Ugly
My favorite radio talk show host gave a deep sigh. It was a warm lunchtime in Jamaica, and the irritable blasts of taxi horns rose faintly to my office window. Uncertain clouds, bringing no rain, gathered over the bronzing hills (dry season setting in).
The talk show host had just listened to a dour tale of political partisanship, malevolence, and what Jamaicans call “bad mind” (this needs to be said in patois and not spelled out in “proper” English, really). The listener felt dispirited. The caller was intent on spelling out the details, when we felt we had already heard enough.
She sighed.
“Why is the world so ugly?”
And moved on to the next caller, her plaintive question (of course, unanswered) still hanging in the air.
The Petchary shook her head, as she took a sip of her after-lunch coffee.
What, indeed, is the purpose of this nasty streak that runs through life, that inexorable bad-mindedness that turns things sour, like a piece of chicken left out overnight in a warm kitchen? That overturns the brightest, most optimistic souls and taints the happiness of a young man who has just lost his best friend? Where does it come from?
Well, it just is. It is as much a part of life as the translucent glow of the rose-colored sunset sky this evening, ribbed with descending rows of dove-grey cloud.
We have to live with ugly. It’s just there.
In Jamaica, ugly is just around the corner, just like beauty. To use a horrible old cliche, this is “an island of contrasts.” And it isn’t hard to find ugly sights.
A dead dog in the middle of the road, its carcass gradually chopped apart by speeding drivers.
A heap of stinking garbage, with a goat in the middle of it, chewing a plastic bag.
The hotels – concrete monstrosities built by the Spanish – along our once-beautiful north coast, squatting by the sea, occasionally spewing out raw sewage onto their neighbors’ beaches.
And other sights I have seen during my years living on this island, many of which I would rather forget but which still flash into my mind…
The worn soles of a pair of trainers, on the feet of a young man who had just been shot in the head, lying on the street with a trickle of fresh blood starting.
A man grabbing and slapping a woman on the street, pulling her hair each time she tried to escape.
A camera shot I saw on TV this evening – a burnt and stained patch of flattened grass where the corpse of a man who had been chopped and beaten by a furious mob had recently lain. (Do children watch these TV reports, I wonder?

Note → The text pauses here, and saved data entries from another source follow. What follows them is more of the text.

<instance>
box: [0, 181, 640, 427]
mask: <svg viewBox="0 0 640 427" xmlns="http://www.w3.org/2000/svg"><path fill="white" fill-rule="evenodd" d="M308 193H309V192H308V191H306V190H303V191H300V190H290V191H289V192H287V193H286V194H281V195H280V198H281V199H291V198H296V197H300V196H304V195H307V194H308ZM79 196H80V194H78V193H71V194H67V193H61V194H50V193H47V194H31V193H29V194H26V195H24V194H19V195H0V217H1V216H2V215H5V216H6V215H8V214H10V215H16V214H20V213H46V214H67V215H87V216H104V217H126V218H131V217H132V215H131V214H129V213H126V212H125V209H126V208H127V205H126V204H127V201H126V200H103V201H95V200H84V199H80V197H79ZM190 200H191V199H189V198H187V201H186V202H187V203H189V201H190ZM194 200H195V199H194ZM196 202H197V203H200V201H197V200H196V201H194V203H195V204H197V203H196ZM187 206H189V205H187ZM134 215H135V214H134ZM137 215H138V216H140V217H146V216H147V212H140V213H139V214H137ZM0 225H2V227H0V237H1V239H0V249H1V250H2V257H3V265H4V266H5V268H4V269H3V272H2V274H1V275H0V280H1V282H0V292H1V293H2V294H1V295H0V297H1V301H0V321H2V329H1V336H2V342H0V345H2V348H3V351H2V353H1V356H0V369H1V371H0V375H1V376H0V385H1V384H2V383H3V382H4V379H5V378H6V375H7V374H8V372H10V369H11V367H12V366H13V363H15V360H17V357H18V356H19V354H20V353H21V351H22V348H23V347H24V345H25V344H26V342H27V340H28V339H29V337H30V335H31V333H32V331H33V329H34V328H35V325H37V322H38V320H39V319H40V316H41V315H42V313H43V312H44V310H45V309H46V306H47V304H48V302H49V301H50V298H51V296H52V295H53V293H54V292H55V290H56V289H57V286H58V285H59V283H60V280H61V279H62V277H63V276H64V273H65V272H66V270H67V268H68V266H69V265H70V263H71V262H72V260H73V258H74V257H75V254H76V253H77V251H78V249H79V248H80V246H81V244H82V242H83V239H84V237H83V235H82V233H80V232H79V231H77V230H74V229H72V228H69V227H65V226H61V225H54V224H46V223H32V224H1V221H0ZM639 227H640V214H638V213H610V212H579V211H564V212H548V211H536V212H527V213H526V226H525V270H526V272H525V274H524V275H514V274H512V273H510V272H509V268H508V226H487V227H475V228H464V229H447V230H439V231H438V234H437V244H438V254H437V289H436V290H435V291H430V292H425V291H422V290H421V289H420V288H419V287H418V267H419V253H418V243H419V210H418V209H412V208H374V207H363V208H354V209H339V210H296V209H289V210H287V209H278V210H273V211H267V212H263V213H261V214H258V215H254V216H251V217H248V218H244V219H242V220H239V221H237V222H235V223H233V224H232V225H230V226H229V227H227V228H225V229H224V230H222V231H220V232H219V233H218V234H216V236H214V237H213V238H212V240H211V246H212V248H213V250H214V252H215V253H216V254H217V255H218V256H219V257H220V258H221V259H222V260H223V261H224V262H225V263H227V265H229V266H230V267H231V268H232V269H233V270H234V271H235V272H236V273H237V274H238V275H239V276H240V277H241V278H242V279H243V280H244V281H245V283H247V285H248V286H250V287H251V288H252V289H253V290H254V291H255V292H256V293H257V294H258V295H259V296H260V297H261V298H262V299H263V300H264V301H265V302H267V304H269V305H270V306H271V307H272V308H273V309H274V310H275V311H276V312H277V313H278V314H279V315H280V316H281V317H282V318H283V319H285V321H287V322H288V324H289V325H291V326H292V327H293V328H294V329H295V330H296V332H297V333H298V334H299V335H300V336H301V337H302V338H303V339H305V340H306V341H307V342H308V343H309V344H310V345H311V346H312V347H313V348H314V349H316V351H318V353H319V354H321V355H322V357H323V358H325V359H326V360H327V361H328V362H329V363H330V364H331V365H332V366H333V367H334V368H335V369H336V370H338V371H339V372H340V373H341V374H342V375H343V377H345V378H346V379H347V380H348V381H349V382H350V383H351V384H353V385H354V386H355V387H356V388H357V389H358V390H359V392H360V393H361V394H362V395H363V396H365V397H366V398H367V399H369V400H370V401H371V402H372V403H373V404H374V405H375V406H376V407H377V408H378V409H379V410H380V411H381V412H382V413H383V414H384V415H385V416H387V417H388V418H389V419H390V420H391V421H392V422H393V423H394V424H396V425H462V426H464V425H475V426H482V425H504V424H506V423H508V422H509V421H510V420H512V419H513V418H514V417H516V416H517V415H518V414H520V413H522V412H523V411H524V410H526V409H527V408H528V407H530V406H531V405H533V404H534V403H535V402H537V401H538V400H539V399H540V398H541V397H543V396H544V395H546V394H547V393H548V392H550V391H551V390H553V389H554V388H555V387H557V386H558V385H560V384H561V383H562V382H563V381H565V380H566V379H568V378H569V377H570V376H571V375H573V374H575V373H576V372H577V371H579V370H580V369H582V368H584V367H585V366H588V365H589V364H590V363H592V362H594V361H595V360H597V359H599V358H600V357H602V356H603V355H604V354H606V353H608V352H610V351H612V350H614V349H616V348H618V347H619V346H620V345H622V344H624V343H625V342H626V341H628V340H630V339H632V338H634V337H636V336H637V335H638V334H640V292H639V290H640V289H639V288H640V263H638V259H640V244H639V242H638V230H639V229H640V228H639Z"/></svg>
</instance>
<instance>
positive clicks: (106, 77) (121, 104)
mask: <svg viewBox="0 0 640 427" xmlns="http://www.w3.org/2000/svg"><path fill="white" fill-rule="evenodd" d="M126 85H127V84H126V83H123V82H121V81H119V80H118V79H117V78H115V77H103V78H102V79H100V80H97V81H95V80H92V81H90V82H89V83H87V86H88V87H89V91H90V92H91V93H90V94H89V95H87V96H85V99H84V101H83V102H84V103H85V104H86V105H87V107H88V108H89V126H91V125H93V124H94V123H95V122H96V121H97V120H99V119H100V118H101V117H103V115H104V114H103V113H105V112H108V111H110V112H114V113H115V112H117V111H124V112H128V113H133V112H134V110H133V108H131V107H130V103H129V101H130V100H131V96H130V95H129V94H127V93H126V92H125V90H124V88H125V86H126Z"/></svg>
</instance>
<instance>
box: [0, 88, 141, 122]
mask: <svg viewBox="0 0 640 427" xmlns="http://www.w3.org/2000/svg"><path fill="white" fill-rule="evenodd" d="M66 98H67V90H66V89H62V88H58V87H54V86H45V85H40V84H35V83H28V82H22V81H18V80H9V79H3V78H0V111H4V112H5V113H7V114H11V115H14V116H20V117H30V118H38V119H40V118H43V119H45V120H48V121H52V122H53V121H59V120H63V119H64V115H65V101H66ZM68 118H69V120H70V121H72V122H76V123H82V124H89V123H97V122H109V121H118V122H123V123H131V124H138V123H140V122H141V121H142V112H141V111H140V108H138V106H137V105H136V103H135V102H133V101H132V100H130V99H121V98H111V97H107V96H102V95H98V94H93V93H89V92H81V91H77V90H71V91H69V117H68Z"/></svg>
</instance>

What of our children?)
The picture is not a pretty one.
But what is really worse – and some of it is imbued in the above images of degradation and horror – is the ugliness of thought. That suspicious, petty, vengeful tone that you hear in the voices of some of the callers to the almost continuous radio talk shows in Jamaica. The voices are sometimes shrill, sometimes harsh – sometimes even sweet and persuasive – but they are all ugly. I know the patience of the talk show host (and by the way, I do wish there were more female talk show hosts?) is sorely tried, as she tries to infuse the discussion with some balance, and some fairness.
Ah, now President Obama talked about fairness in his State of the Union speech this week. Does all this ugliness somehow come from a distorted view of life – that it’s not fair, others have it better than me, why can’t I be happy and successful?
Well, one thing I firmly believe is that ugliness feeds on itself. The inner ugliness is far worse.
And it always shows on the outside.
How do you deal with it? You tell me. Please.